Palembang (ANTARA) - Sekilas rumah semi permanen berwarna biru muda yang dihuni Asmadi tak ada bedanya dengan puluhan rumah panggung lain di pinggiran Pulau Kemaro, Palembang, Sumatera Selatan.

Namun siapa sangka di dalam rumahnya terdapat ratusan koleksi peninggalan masa pra-Kerajaan Sriwijaya hingga masa Kolonial Belanda. Koleksi itu pun nampak lebih banyak jumlahnya dibanding koleksi museum-museum setempat.

Rumah panggung milik Asmadi yang menghadap langsung ke Sungai Musi tersebut memang sudah dua tahun terakhir menjadi museum pribadi, tempat menyimpan koin-koin, gerabah, dayung kapalm hingga jimat berusia ratusan tahun.

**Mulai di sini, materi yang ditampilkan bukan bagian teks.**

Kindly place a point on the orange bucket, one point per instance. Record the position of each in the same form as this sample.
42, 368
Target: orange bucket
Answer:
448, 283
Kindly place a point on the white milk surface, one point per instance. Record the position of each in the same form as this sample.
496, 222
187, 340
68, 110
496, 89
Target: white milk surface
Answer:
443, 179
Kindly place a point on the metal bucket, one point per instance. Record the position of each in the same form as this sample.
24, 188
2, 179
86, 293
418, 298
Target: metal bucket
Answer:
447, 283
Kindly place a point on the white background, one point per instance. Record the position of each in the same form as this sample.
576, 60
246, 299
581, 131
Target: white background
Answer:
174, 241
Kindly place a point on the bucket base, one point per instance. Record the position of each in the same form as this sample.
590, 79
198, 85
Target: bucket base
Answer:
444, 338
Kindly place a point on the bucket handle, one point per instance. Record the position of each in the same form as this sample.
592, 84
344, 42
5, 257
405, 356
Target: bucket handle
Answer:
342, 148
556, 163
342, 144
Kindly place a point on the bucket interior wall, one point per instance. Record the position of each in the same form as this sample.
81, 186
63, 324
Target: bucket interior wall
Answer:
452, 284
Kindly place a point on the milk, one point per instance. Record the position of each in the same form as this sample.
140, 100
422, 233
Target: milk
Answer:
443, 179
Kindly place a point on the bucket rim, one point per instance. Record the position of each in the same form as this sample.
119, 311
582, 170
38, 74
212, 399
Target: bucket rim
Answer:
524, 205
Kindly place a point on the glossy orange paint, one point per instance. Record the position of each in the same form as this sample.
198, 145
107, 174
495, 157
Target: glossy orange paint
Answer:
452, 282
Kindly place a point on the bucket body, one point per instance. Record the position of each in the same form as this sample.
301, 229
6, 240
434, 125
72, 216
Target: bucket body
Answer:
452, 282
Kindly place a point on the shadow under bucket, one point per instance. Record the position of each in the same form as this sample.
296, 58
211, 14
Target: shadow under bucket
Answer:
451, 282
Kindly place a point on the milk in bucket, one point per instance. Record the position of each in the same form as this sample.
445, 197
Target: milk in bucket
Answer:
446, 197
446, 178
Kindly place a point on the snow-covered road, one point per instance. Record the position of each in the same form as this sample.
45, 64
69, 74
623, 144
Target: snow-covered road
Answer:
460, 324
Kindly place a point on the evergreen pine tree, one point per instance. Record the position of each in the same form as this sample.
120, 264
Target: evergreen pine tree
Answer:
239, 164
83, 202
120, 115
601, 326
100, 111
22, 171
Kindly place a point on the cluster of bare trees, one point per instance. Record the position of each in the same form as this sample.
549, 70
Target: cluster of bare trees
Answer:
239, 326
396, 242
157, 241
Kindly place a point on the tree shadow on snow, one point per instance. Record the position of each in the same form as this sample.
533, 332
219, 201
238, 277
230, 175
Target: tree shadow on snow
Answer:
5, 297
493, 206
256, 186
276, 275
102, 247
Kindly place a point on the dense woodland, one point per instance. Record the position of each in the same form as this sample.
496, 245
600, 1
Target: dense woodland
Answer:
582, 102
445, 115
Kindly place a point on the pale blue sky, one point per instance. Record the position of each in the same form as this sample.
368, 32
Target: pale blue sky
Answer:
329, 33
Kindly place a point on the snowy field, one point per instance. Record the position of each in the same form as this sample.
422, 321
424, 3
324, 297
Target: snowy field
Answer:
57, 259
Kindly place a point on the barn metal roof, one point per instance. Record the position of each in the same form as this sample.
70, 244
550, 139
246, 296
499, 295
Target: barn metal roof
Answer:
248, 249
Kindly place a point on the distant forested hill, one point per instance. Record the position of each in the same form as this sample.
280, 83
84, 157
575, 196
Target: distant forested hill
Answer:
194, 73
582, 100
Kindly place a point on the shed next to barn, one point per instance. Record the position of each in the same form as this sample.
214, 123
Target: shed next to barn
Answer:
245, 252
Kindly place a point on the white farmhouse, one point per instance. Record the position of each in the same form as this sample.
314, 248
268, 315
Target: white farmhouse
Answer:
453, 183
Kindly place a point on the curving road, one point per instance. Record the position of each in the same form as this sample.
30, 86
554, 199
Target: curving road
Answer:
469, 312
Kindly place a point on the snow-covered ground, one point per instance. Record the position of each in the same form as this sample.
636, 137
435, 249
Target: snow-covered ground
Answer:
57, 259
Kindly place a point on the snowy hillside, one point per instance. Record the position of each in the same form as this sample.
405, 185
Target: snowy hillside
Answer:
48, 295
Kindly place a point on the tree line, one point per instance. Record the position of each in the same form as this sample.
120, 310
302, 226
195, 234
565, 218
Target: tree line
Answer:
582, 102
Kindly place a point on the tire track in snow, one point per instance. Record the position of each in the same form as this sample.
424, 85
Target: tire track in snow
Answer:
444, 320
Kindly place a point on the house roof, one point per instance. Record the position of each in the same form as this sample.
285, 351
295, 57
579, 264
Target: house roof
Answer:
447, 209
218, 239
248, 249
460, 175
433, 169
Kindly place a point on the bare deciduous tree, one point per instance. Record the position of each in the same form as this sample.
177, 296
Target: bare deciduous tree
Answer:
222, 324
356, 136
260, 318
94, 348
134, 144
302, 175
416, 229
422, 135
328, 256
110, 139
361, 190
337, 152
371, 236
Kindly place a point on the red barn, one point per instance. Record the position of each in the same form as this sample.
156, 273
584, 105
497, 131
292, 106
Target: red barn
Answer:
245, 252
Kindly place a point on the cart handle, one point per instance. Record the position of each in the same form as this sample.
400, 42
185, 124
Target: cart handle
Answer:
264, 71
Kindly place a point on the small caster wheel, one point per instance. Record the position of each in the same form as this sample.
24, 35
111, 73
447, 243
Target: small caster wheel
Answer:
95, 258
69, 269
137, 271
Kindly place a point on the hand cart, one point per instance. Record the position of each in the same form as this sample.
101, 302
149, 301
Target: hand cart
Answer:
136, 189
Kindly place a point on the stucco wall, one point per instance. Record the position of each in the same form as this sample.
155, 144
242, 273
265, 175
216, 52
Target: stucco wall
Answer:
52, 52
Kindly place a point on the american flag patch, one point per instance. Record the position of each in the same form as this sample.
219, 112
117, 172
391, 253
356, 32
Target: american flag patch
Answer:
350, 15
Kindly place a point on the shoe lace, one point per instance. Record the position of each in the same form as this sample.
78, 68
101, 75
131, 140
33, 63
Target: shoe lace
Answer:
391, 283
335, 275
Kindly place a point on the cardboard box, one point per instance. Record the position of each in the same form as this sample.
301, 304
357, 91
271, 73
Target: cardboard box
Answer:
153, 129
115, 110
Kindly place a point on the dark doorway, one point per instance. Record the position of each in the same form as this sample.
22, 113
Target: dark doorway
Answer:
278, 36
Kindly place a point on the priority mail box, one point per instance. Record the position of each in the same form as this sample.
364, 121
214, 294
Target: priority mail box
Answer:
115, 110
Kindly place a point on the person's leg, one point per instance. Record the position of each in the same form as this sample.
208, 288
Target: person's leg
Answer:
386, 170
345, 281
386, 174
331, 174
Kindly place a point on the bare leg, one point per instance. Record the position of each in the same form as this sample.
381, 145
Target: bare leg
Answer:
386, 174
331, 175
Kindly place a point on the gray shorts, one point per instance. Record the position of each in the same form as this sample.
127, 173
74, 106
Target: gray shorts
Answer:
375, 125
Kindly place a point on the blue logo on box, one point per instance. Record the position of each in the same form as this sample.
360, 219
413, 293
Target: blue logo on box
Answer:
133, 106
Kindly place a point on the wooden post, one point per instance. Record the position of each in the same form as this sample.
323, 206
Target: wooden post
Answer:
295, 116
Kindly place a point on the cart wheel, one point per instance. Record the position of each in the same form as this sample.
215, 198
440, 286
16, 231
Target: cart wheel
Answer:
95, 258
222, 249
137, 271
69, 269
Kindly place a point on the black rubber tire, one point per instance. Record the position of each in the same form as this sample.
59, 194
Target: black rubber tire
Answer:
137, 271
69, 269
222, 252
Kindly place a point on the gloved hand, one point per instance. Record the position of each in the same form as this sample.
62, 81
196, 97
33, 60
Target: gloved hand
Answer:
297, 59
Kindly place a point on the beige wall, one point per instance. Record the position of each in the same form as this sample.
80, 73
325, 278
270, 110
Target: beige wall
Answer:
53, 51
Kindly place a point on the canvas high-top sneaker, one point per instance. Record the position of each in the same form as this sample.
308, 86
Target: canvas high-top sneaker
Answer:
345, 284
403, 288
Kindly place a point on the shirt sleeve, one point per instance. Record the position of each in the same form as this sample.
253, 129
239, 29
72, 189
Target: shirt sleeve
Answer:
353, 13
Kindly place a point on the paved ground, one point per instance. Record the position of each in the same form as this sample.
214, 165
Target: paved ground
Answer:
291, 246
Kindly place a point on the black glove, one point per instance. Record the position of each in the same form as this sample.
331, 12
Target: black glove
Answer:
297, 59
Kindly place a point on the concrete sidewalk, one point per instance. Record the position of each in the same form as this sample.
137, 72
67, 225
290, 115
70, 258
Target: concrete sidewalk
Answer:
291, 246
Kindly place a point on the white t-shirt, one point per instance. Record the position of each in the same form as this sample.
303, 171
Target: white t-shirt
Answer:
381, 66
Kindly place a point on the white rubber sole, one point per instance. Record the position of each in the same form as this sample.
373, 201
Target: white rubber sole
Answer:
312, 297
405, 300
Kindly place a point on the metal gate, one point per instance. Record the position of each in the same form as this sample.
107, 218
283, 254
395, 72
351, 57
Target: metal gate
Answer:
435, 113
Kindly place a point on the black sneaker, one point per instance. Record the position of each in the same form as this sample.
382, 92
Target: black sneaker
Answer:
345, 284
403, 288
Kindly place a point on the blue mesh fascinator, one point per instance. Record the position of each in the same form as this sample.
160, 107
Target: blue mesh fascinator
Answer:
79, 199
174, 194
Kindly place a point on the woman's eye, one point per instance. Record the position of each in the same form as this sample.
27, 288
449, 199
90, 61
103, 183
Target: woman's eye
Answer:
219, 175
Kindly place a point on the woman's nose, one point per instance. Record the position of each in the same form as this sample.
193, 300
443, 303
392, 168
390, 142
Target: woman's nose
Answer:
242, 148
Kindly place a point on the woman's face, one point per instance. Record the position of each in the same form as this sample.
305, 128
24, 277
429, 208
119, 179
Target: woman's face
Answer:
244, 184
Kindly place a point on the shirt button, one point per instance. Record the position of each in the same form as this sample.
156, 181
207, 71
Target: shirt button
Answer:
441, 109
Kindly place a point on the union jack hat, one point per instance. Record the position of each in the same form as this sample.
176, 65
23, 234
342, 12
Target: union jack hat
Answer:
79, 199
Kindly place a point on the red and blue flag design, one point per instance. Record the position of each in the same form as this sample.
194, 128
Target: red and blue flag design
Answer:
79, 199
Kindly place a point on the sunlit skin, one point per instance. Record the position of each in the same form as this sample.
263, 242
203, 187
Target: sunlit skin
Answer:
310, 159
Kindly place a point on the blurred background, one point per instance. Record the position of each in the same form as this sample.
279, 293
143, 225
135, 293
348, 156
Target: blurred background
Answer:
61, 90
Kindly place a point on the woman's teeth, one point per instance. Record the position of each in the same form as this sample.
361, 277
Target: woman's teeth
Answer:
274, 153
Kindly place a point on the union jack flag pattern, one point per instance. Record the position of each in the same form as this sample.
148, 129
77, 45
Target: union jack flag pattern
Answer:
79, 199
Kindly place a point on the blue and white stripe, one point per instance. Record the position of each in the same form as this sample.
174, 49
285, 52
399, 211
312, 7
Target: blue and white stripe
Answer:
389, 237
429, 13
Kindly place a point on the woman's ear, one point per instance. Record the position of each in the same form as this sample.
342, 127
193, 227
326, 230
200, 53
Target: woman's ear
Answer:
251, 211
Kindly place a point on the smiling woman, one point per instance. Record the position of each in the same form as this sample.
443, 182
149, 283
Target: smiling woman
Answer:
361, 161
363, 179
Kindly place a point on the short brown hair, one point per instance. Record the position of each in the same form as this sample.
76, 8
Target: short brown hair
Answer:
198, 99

Berbagai koleksi tersebut didapatkan Asmadi dengan menyelam langsung Sungai Musi di Kota Palembang sejak 2017. Ia tergolong penyelam muda jika dibandingkan penyelam lain di Pulau Kemaro yang telah menyelami Sungai Musi sejak puluhan tahun lalu.

Tetapi Asmadi memiliki visi berbeda terhadap koleksi peninggalan tersebut. Ia ingin mengumpulkan semua koleksi harta karun Sriwijaya, begitu para penyelam menyebut semua hasil buruannya di Sungai Musi, lalu memajangnya di museum pribadi.

"Dengan demikian berbagai koleksi ini tak melulu dijual belikan, namun lebih-lebih harus menjadi sarana edukasi sejarah sekaligus daya tarik wisata," kata Asmadi saat Antara menyambangi kediamanya, Sabtu (28/9)

Meski melakoni rutinitas sebagai penyelam tradisional, Asmadi juga tercatat sebagai lulusan sarjana strata satu STISIPOL Candradimuka Palembang tahun 2018. Ia mengambil program pendidikan administrasi negara dan saat ini masih lajang.

Asmadi sendiri lahir di Kota Palembang pada 7 Desember 1995 dan sejak lahir ia sudah menetap di Pulau Kemaro bersama keluarganya, kecintaan Asmadi terhadap kampungnya membuat ia kembali lagi pasca tamat S1 untuk mewujudkan mimpinya membangun Museum Musi Treasure.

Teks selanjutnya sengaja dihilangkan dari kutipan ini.